Re: [asterisk-ss7] KNK SS7-27 - first experiences - part 1

2013-06-25 Thread Pavel Troller
Hello Marcelo,

 Another possibility is you're mixing the whole thing in a single linkset
 where you must use two linksets in the way you explained.

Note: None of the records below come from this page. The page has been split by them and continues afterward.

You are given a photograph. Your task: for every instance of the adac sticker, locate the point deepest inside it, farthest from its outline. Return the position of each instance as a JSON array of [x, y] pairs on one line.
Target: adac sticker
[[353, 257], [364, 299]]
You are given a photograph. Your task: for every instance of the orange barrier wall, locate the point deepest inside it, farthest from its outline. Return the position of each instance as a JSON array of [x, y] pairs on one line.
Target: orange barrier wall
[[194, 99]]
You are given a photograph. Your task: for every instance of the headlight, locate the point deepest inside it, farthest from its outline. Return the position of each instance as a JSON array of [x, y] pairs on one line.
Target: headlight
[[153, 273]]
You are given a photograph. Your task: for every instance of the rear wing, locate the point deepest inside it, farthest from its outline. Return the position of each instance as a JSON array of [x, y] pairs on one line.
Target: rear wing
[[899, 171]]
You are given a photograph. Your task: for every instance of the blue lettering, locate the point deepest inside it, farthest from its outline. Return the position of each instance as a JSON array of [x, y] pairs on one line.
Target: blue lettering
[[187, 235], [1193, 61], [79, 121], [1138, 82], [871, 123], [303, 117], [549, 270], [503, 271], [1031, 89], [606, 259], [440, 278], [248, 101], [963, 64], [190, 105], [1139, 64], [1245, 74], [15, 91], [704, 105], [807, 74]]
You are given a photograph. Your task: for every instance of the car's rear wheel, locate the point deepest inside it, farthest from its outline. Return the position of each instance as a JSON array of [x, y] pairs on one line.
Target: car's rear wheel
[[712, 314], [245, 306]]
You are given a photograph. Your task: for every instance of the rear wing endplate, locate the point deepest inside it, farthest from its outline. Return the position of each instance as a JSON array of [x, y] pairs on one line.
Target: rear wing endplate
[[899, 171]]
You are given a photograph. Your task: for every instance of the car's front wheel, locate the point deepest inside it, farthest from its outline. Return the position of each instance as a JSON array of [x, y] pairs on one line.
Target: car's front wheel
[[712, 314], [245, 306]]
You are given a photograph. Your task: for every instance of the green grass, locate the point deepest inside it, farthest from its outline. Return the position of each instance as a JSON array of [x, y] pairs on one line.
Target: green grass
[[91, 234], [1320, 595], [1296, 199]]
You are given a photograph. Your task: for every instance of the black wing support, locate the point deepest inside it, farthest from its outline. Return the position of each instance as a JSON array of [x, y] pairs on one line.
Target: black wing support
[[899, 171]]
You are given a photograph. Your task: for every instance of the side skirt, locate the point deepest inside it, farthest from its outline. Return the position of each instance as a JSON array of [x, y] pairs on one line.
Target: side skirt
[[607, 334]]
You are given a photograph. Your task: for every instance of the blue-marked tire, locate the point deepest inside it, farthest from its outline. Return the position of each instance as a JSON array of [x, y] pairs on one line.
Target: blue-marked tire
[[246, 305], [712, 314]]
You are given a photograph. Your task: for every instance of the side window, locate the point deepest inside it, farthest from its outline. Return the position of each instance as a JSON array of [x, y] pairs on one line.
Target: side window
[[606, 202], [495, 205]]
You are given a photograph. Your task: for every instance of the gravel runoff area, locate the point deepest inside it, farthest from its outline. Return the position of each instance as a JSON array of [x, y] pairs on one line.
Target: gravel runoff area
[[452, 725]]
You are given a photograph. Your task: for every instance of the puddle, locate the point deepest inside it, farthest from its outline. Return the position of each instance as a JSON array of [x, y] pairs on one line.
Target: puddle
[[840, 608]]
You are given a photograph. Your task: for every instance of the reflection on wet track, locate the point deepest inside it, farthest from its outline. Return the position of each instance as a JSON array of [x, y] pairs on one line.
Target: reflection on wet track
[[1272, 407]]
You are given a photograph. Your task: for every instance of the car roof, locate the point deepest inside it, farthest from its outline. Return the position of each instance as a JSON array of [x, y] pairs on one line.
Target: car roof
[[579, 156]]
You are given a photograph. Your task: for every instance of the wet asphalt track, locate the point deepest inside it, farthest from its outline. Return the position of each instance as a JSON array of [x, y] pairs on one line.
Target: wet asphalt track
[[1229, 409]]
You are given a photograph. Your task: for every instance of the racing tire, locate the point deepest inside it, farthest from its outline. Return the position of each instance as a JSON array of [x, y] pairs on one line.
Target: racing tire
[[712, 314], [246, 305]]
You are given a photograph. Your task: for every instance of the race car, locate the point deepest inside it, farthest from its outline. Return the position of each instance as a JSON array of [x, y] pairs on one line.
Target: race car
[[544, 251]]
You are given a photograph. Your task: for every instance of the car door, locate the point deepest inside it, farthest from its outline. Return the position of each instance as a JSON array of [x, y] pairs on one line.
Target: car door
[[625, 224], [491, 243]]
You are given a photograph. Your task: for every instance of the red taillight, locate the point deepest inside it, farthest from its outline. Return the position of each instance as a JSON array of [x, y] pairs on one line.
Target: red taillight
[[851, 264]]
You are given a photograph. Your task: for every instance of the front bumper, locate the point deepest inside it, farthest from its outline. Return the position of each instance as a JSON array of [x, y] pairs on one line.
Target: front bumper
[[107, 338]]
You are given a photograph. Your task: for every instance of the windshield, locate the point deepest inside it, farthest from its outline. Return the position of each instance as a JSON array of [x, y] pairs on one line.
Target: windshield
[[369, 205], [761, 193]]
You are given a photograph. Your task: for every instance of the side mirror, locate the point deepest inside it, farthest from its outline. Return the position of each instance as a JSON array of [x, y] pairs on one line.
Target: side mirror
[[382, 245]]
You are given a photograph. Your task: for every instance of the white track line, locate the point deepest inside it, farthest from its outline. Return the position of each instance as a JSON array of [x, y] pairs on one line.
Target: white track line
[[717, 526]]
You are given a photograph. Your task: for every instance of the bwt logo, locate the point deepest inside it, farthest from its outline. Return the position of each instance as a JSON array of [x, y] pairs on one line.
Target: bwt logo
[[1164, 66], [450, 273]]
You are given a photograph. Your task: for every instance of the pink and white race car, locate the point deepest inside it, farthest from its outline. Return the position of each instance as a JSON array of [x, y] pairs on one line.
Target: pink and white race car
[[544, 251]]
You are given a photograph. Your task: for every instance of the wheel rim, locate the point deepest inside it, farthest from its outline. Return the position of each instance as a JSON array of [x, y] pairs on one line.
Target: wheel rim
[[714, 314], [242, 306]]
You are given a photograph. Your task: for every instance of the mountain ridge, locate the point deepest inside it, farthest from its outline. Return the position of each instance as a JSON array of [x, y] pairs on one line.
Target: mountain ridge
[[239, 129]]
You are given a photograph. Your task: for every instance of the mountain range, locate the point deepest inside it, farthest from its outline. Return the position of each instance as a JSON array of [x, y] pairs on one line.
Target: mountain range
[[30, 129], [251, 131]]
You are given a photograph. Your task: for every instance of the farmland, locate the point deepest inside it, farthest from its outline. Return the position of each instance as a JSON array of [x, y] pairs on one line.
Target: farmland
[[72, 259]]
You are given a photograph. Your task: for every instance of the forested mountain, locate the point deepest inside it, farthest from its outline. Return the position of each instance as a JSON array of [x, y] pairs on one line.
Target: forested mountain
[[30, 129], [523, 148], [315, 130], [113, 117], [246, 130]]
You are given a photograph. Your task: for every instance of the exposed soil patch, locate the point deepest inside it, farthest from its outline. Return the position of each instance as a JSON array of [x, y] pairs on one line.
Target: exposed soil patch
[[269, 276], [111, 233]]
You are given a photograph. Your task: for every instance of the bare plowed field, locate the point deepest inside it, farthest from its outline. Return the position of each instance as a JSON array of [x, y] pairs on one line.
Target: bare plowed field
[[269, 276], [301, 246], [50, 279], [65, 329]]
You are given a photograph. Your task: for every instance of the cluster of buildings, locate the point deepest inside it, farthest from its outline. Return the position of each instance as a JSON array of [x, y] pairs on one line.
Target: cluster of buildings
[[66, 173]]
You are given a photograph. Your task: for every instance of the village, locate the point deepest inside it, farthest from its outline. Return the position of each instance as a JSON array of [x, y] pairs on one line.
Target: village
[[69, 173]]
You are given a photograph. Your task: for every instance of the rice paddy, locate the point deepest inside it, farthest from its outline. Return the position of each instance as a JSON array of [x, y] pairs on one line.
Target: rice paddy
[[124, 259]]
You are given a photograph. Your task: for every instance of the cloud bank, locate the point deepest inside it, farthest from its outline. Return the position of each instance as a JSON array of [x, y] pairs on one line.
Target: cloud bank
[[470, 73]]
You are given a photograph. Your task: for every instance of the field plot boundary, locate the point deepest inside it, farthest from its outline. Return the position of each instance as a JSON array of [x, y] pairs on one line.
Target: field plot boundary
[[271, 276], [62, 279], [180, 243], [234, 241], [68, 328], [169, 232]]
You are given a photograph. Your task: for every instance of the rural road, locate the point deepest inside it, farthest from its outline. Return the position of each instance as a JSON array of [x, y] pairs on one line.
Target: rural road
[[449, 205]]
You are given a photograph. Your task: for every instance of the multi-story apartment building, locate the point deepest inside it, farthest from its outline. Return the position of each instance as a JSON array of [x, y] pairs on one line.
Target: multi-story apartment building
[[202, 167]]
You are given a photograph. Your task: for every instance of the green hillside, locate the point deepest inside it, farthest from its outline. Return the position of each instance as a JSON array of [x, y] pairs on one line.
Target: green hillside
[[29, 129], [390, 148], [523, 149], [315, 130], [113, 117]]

I hope I'm not doing this.

 
 Can you see those errors with just a few test calls ?
 

No. These errors are occuring only in the high traffic periods.

 
 I found about 20 bugs / structural design flaws in stock libss7 / dahdi
 mtp2 support. With my changes the mtp2/mtp3 layers are far more robust
 than stock libss7.
 Fixed all but a single one, related to knowing then the linkset is up or
 down, and not trying to send isup messages, specially IAM through a down
 linkset - all sigchans down.

I believe that you fixed most of the bugs in the stock libss7, but now I'm
trying to use the patched one, which contains isup timers (it was a pain
to live with them) and improved diagnostic, more dumping commands etc.
This is the reason I'm trying to use it.

 
 If there's a bug, use ss7 set debug on linkset X to trace ss7 messages
 and track isup message flow.

The problem is, that the format of the dump is good for manual viewing,
but not for machine processing (greping for patterns etc.). And running
a minute of ss7 debug on a single linkse creates a really huge file (10+ MB),
which is very hard to view personally.

 
 I used libss7 succesfully with telcobridges tmedia, digitro switches,
 ericsson AXE, huawei NGN, Nortel DMS, several STPs, EWSS, Nec NEAX, and
 I'm probably missing a couple switch types.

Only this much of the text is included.